Pamela Schlonski (benannt nach der Olbaron-Lady aus der 80-er Jahre Serie "Dallas") kann es nicht lassen. Die alleinerziehende Mutter, die im Ruhrpott ein zwei-Frau Reinigungsunternehmen aufgebaut hat, drängt es wieder ins Detektivspiel. Als Putzfrau ist sie schließlich Expertin dafür, versteckte Staubkörner, Spinnweben und Dreckspritzer noch in der verborgensten Ecke aufzuspüren. Sie hat den Blick fürs Detail, ihre Kunden müssen nach dem Putzeinsatz nicht erst suchen, wo ihre Siebensachen sind. Und obendrein geht es im zweiten Fall der patenten Putze, um Ehrenrettung des lieben Onkels.

In dessen Bäckereifilaile wird nämlich in "Der Weckmann" von Mirjam Munter im Ofen ein Weckmann entdeckt, der nicht nur deutlich größer ist als das rheinische Backwerk üblicherweise ist, er hat auch einen äußerst beunruhigenden Inhalt: Den Besitzer einer örtlichen Bäckerei. Natürlich mausetot.

Obendrein hatte der Onkel vor Jahren eine handfeste Auseinandersetzung mit dem Mann, wie Pamela erfährt. Jetzt reden die Kunden, die Polizei guckt auch schon ganz misstrauisch, doch Pamela kann sich den gemütlichen Bäckermeister so gar nicht als Mörder vorstellen. Also mischt sie sich ein, obwohl sie Hauptkommissar Lennart Vogt ja eigentlich zugesagt hat, sich nicht mehr in seine Arbeit einzumischen. Aber hier gehts schließlich um Familie, da soll sich das Nordlicht nicht so haben!

Mit Herz und Schnauze blickt Pamela einmal mehr in die dunklen Ecken vergangener Konflikte und Henning Vogt tut gut daran, öfter mal auf sie zu hören. Nebenher schafft es die energische Putzfrazu nicht nur, den Alltag mit pubertierender Tochter zu bewältigen, sie übernimmt auch noch Putzjobs ihrer Kollegin, die wegen Magen-Darm bei den lieben Kleinen unfreiwillig ans Haus gefesselt ist. Und auch ihr alter Schulfreund Totti ist als verdeckter Ermittler wieder mit von der Partie, denn als veganer Hobbygärtner hat er ordentlich Einblick in die Gärtnerszene.

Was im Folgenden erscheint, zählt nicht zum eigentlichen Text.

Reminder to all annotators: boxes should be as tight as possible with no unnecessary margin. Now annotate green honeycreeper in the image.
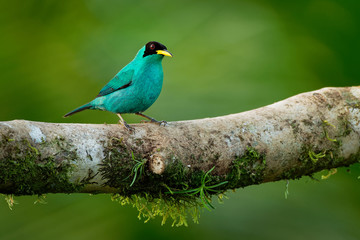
[64,41,172,130]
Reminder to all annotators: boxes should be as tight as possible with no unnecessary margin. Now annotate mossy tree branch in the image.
[0,87,360,198]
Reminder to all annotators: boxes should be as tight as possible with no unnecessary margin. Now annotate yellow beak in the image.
[156,50,172,57]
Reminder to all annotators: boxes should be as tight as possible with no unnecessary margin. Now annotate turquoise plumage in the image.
[64,42,172,129]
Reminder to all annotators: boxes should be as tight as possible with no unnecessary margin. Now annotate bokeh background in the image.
[0,0,360,240]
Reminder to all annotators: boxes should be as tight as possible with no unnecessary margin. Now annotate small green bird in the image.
[64,41,172,130]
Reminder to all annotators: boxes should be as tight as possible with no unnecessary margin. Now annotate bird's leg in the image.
[135,112,167,126]
[116,113,134,131]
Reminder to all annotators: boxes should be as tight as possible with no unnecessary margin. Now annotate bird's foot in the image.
[140,118,167,127]
[119,121,135,132]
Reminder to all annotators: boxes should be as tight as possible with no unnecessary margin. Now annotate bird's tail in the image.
[64,103,91,117]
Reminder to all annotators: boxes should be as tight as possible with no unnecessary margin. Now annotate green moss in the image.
[0,137,83,195]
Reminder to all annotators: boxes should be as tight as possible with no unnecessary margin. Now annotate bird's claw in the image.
[119,121,135,132]
[140,119,167,127]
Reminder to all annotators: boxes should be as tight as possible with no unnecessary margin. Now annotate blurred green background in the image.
[0,0,360,240]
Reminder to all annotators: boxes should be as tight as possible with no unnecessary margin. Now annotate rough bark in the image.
[0,87,360,195]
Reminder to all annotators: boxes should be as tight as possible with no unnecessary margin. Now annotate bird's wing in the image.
[97,69,134,97]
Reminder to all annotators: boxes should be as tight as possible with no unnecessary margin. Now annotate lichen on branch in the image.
[0,87,360,225]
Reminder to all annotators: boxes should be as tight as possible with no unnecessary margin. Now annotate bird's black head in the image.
[143,41,172,57]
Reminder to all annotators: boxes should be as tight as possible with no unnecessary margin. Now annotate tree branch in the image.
[0,87,360,197]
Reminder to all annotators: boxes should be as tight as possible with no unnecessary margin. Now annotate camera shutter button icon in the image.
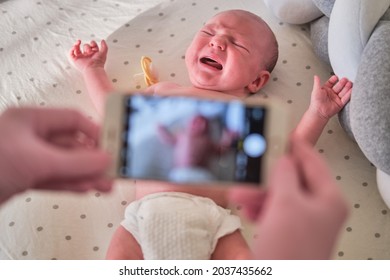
[243,133,267,158]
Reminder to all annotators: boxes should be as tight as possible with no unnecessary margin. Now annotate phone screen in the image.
[120,95,267,184]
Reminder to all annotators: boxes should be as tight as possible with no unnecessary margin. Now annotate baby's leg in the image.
[106,226,144,260]
[211,230,253,260]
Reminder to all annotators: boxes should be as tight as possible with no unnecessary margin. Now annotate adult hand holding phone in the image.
[0,108,111,202]
[230,143,348,259]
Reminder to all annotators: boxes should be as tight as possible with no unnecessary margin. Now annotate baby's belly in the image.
[136,180,228,208]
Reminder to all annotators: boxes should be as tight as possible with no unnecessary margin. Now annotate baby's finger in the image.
[340,88,352,105]
[338,81,352,98]
[90,41,99,52]
[324,75,339,88]
[84,44,92,54]
[332,78,348,94]
[100,40,108,54]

Mehr soll hier gar nicht verraten werden, nur so viel: Es geht mal wieder drunter und drüber. Da hat die ordnungssinnige Pamela viel zu ordnen, am Ende aber natürlich noch vor dem Kommissar den Durchblick. Überhaupt. der Kommissar: Irgendwie kommen sich die beiden nicht nur beim Ermitteln näher. Da liegen zarte Schwingungen in der rauen Ruhrgebietsluft, die Fragen, vielleicht auch Hoffnungen für eine neue Entwicklung in Band drei aufwerfen.

Die kulturellen Unterschiede zwischen nordischer Schweigsamkeit und anteilnehmender, bis zur Schmerzgrenze ehrlicher Ruhrgebietsschnauze werden einmal mehr genüsslich ausgespielt. Ich könnte mir hier ja auch wirklich gut eine Hörbuchversion vorstellen, aber so muss man sich den Dialekt beim Lesen eben dazudenken. Pamela Schlonski ist jedenfalls eine wunderbare Protagonistin und das Buch eigentlich eine große Liebeserklärung an die Menschen im "Pott". Humorvoll, schräg und dabei auch ohne viel Blutvergießen spannende Unterhaltung.